Jan 7, 2016

Cost of Injuries and Violence in the United States was $671 billion in just 2013.

Cost of Injuries and Violence in the United States

The total lifetime medical and work loss costs of injuries and violence in the United States was $671 billion in 2013. The costs associated with fatal injuries was $214 billion while nonfatal injuries accounted for over $457 billion.

Injuries, including all causes of unintentional and violence-related injuries combined, account for 59% of all deaths among people ages 1-44 years of age in the U.S.—that is more deaths than non-communicable diseases and infectious diseases combined. Injuries killed more than 192,000 in 2013—one person every three minutes.

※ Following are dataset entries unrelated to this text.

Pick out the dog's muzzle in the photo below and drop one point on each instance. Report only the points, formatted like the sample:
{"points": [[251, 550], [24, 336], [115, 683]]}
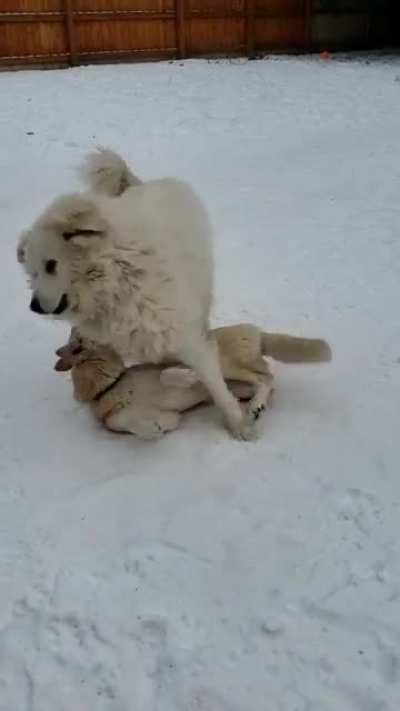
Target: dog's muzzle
{"points": [[36, 307], [62, 306]]}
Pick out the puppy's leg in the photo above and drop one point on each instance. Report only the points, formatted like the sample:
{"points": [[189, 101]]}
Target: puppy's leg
{"points": [[201, 354], [262, 392]]}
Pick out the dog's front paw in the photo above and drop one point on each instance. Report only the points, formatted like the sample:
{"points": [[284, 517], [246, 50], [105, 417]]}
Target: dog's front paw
{"points": [[245, 429]]}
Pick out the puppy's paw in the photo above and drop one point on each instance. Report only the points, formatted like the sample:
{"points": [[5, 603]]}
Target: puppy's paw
{"points": [[245, 429]]}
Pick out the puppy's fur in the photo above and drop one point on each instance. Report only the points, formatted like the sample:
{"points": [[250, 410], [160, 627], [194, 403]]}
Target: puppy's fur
{"points": [[148, 401], [131, 265]]}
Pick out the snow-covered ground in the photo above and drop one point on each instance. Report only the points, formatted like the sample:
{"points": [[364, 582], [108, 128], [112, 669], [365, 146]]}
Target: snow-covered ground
{"points": [[199, 573]]}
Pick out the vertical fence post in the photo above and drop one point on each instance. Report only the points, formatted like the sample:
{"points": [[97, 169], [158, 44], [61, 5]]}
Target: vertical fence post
{"points": [[69, 10], [250, 28], [180, 28], [308, 11]]}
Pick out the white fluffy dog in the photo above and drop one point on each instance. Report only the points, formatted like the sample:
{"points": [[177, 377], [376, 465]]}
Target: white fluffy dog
{"points": [[130, 265]]}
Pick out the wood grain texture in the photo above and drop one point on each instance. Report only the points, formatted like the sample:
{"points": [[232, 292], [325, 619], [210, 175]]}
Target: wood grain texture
{"points": [[73, 31]]}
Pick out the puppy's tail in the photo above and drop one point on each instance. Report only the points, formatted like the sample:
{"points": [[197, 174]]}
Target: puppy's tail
{"points": [[106, 173], [291, 349]]}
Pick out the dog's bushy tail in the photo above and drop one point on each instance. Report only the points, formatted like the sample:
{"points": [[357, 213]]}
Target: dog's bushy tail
{"points": [[291, 349], [106, 173]]}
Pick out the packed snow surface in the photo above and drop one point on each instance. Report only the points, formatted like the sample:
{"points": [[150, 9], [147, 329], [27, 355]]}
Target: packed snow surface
{"points": [[199, 573]]}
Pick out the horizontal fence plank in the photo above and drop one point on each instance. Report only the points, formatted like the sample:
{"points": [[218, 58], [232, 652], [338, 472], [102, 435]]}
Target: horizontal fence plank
{"points": [[76, 31]]}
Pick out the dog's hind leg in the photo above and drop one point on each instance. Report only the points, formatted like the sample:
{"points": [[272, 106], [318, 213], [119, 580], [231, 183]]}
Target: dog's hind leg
{"points": [[201, 354]]}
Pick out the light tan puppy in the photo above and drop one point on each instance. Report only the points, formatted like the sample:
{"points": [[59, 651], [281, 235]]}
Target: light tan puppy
{"points": [[148, 400]]}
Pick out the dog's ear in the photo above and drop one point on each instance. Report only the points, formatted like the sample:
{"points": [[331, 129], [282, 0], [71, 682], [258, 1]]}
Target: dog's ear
{"points": [[21, 249], [79, 221]]}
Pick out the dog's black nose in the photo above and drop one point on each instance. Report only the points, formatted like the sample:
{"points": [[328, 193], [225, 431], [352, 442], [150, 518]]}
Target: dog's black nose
{"points": [[35, 306]]}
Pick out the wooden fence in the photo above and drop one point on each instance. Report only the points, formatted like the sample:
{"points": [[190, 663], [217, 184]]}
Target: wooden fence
{"points": [[65, 32]]}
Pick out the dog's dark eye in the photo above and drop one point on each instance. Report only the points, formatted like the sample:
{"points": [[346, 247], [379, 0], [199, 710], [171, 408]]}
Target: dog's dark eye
{"points": [[51, 266]]}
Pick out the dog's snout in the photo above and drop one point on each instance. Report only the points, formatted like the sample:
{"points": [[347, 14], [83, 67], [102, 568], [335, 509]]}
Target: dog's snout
{"points": [[35, 306]]}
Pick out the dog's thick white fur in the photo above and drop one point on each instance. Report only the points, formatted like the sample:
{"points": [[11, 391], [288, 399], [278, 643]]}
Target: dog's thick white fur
{"points": [[130, 264], [149, 401]]}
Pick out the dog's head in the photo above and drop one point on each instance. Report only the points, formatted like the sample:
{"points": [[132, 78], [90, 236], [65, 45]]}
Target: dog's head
{"points": [[94, 368], [70, 230]]}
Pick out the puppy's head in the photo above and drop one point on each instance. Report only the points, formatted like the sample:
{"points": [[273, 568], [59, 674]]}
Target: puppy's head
{"points": [[71, 228], [94, 368]]}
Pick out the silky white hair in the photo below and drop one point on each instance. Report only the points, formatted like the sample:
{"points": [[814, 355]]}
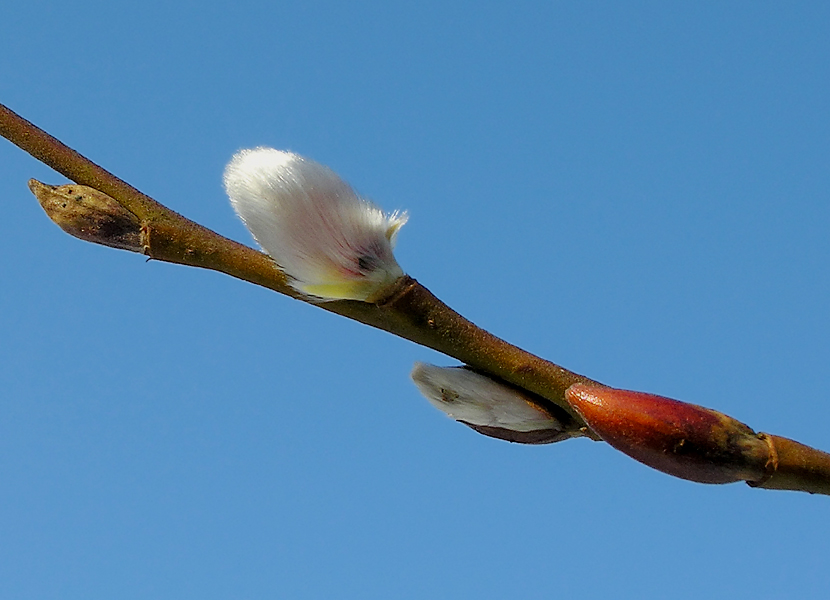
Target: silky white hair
{"points": [[332, 243], [476, 399]]}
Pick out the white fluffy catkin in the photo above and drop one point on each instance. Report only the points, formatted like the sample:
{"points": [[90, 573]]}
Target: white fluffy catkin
{"points": [[332, 243], [469, 397]]}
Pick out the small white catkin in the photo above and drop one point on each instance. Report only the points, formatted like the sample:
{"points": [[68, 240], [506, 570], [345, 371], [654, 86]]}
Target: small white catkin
{"points": [[475, 399], [332, 243]]}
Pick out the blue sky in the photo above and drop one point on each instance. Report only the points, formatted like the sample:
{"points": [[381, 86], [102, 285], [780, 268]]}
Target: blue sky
{"points": [[637, 191]]}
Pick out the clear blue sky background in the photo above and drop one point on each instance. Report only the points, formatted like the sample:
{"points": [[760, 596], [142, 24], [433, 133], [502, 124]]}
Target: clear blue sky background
{"points": [[638, 191]]}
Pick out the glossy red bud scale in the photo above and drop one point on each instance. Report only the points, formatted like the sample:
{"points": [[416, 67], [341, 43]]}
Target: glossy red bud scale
{"points": [[681, 439]]}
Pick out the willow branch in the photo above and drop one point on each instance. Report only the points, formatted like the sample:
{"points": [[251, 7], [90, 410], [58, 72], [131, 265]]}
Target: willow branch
{"points": [[123, 217]]}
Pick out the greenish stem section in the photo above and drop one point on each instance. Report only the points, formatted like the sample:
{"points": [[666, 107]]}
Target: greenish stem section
{"points": [[408, 310]]}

Each year, millions of people are injured and survive. In fact, more than 3 million people are hospitalized, 27 million people are treated in emergency departments and released each year. These people are often faced with life-long mental, physical, and financial problems.

Nearly $130 billion of the fatal injury costs were attributable to unintentional injuries, followed by suicide ($50.8 billion) and homicide ($26.4 billion).

Drug poisonings, including prescription drug overdoses, accounted for 27% of fatal injury costs.

Falls (37%) and transportation-related injuries (21%) accounted for the majority of costs treated in emergency departments.

Males account for the majority (78%) of fatal injury costs ($166.7 billion) and nonfatal injury costs (63%; $287.5 billion).